News in Brief |

News in Brief

It’s not a nordic trail, but the Aspen Cross Country Center was warning hikers Monday to avoid the steep Ute Trail up the side of Aspen Mountain, given the unstable snow conditions.

After the weekend storm, steep areas are best avoided. Fractures and slides have even been reported on the ski slopes.

A bull moose that has been hanging around the Canyon Creek area apparently has some female company.

Members of a hunting party spotted two cows and a bull up Possum Creek on the north side of Storm King Mountain in early November, New Castle resident Jim Slappey said. The bull was about a half-mile from the cows, he said.

Slappey didn’t see the moose himself, but is confident of the story told by those who did.

“The people that saw them were all old, experienced hunters, and fortunately they know the difference between an elk and a moose,” he said.

Pat Tucker, area manager in Glenwood Springs for the Colorado Division of Wildlife, was encouraged to hear that the bull moose spotted in Canyon Creek in early October appeared to have been surviving the hunting season, which ended Nov. 10. Tucker had worried that hunters would mistake the moose for an elk and shoot it. He said the DOW had been working to inform hunters that a moose had been seen in the area to ensure they didn’t confuse it for another animal.

Garfield County doesn’t have a permanent moose population.

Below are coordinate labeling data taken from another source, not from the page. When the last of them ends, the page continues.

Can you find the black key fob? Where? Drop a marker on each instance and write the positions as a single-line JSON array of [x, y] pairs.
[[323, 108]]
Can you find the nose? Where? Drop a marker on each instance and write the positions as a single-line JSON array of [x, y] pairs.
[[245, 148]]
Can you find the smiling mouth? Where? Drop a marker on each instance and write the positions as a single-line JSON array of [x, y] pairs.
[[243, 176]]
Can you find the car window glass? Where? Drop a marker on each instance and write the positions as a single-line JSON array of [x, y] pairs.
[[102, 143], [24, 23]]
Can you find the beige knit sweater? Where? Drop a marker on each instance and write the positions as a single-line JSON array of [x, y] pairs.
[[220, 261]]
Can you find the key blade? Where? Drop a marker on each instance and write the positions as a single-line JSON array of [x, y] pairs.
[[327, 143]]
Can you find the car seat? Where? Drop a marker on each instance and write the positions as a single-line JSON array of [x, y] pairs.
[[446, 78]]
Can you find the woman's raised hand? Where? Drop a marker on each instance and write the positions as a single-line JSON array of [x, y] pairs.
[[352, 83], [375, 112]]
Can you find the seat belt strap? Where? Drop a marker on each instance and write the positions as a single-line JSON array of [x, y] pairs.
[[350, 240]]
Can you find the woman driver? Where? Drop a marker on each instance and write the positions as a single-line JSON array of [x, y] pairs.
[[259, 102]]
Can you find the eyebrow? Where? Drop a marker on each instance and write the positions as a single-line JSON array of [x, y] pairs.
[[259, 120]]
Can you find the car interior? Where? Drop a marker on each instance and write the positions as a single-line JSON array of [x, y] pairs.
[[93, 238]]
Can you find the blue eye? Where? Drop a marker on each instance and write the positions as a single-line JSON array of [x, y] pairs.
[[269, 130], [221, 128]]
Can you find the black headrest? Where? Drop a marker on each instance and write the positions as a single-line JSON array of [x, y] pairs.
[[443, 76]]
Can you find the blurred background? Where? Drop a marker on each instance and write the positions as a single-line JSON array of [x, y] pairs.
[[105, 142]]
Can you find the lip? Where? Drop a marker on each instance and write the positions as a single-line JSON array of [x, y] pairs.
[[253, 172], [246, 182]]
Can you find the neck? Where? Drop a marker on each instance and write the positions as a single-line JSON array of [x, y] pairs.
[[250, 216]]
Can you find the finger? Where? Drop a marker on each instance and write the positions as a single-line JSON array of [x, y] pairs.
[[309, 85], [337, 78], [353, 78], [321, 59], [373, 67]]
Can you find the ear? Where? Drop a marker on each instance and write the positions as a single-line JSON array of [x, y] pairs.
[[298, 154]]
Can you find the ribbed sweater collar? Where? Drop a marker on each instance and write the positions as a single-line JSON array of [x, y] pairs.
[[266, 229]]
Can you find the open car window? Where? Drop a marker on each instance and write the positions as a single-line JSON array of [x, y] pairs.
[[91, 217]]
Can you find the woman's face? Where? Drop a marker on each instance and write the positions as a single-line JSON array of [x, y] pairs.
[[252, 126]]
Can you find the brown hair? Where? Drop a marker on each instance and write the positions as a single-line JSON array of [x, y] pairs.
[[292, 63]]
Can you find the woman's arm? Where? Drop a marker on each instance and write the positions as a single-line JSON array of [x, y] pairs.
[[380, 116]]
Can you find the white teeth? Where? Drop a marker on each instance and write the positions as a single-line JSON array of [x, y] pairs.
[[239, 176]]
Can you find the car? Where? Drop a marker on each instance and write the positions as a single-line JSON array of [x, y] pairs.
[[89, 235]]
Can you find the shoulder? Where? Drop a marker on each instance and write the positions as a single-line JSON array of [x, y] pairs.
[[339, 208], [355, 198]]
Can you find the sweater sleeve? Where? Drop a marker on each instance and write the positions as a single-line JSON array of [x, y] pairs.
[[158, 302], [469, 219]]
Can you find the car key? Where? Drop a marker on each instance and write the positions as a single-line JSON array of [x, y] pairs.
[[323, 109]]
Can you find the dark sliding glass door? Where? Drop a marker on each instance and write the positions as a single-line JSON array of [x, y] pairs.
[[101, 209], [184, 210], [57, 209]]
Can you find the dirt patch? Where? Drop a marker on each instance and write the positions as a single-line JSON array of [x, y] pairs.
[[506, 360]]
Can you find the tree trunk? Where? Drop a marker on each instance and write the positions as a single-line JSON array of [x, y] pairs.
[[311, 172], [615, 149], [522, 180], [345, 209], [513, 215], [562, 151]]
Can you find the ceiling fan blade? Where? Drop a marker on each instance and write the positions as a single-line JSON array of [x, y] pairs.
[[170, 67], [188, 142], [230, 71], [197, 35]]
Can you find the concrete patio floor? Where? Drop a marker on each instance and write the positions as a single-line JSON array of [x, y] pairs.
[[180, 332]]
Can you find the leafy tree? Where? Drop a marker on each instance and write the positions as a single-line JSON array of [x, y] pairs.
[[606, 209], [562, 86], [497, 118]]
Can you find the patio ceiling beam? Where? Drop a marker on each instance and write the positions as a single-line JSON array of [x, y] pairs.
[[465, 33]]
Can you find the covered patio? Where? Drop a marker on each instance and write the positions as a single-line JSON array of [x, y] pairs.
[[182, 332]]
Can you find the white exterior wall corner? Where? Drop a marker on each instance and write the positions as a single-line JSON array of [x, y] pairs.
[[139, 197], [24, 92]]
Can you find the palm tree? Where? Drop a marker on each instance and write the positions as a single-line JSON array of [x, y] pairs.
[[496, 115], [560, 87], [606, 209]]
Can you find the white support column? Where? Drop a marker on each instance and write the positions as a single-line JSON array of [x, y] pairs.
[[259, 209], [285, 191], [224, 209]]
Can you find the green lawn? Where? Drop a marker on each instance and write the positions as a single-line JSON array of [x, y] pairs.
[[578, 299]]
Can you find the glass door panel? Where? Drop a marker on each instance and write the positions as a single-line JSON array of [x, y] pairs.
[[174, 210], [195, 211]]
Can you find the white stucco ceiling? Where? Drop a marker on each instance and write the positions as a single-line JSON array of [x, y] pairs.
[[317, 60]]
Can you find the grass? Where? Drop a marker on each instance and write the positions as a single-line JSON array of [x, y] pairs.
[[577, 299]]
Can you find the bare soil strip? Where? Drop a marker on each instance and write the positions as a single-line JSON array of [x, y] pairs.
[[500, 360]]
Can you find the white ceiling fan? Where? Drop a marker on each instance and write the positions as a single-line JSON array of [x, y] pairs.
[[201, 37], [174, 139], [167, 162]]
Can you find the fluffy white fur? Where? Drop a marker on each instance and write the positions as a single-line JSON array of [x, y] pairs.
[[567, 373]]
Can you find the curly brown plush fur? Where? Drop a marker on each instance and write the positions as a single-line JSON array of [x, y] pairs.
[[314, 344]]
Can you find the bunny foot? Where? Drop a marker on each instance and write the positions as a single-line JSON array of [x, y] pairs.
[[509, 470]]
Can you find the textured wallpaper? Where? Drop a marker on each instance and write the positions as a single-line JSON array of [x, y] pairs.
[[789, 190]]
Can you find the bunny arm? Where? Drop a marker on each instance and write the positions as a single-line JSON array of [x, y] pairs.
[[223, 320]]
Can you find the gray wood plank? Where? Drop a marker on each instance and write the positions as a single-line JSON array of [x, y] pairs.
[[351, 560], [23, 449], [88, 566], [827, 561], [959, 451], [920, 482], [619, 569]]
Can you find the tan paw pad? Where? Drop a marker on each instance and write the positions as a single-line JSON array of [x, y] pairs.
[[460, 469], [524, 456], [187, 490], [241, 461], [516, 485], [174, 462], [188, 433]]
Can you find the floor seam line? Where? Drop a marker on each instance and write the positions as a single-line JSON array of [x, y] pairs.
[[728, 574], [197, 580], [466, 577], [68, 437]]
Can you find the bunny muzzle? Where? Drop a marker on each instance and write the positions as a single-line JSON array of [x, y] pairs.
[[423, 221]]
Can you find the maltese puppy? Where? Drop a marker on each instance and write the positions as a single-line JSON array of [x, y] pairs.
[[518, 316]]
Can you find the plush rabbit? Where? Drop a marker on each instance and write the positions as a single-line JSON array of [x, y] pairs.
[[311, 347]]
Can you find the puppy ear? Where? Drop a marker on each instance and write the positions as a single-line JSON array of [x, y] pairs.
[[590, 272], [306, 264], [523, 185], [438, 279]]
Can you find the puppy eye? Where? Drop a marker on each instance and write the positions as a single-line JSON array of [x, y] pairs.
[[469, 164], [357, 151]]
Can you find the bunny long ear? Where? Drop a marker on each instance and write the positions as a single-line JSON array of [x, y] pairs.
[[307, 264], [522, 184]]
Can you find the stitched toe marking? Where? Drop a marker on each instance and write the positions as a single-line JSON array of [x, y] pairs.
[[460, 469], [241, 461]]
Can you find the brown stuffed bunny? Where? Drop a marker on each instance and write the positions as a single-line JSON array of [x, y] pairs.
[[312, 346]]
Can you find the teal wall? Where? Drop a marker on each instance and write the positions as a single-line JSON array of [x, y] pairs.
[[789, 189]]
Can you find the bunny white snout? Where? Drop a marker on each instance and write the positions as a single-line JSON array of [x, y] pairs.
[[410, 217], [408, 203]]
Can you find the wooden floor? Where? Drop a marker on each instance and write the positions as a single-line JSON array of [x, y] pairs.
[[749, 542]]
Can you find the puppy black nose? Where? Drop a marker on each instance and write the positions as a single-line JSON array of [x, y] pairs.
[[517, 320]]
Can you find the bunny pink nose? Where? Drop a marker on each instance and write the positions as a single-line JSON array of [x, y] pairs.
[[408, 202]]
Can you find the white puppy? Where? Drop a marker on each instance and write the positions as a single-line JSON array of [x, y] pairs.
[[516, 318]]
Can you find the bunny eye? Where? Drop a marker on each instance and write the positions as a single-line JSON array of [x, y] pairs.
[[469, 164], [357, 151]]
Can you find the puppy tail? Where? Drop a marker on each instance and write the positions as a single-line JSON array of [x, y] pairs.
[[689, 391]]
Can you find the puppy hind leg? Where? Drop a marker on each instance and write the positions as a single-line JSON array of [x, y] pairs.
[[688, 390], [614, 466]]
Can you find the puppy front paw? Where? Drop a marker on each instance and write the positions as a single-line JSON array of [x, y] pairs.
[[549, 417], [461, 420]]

Some of the biggest populations in Colorado are around Walden and Lake City, but Tucker said satellite populations exist in the Homestake Reservoir and Piney Lake areas in Eagle and Pitkin counties.

He said it’s not uncommon for young bulls to take trips far from home.

The presence of bull and cow moose near each other in the Glenwood Springs area raises the prospect of the animals breeding locally.

Should that happen, it could provide the true test of whether the moose stay around, Tucker said. Moose calves have specific habitat needs, which could dictate whether they can survive in the Canyon Creek area, perhaps can find good terrain in the Flat Tops, or choose to return to familiar stomping grounds.

A new voice for the environment in western Colorado will be affiliated with one of America’s oldest conservation organizations.

Spurred by issues ranging from natural gas drilling to wilderness protection, a Glenwood Springs man is working to form a local group of the Sierra Club. Bob Millette said he hopes to take advantage of the fact that nearly 600 people from Aspen to Rifle already belong to the Sierra Club.

“It’s a huge resource of people. We wanted to get them organized into a new group,” he said.

About 40 people attended a recent organizational meeting in Glenwood Springs, and another meeting is planned for Jan. 19.

“These people are excited about getting a group going. We’re off to a great start,” Millette said.

A Sierra Club group operated in the area years ago, under the name of the Mount Sopris Group of the Sierra Club. Millette said the new organization will be called the Roaring Fork Group.

It will be part of an organization with a total of about 700,000 members. The Sierra Club calls itself the oldest and largest environmental organization in the United States. Conservationist and naturalist John Muir helped found the Sierra Club in 1892, serving as its first president.

Its first accomplishment was to help defeat a proposal to reduce the size of Yosemite National Park. Later it successfully helped protect Dinosaur National Monument and the Grand Canyon from proposed dams.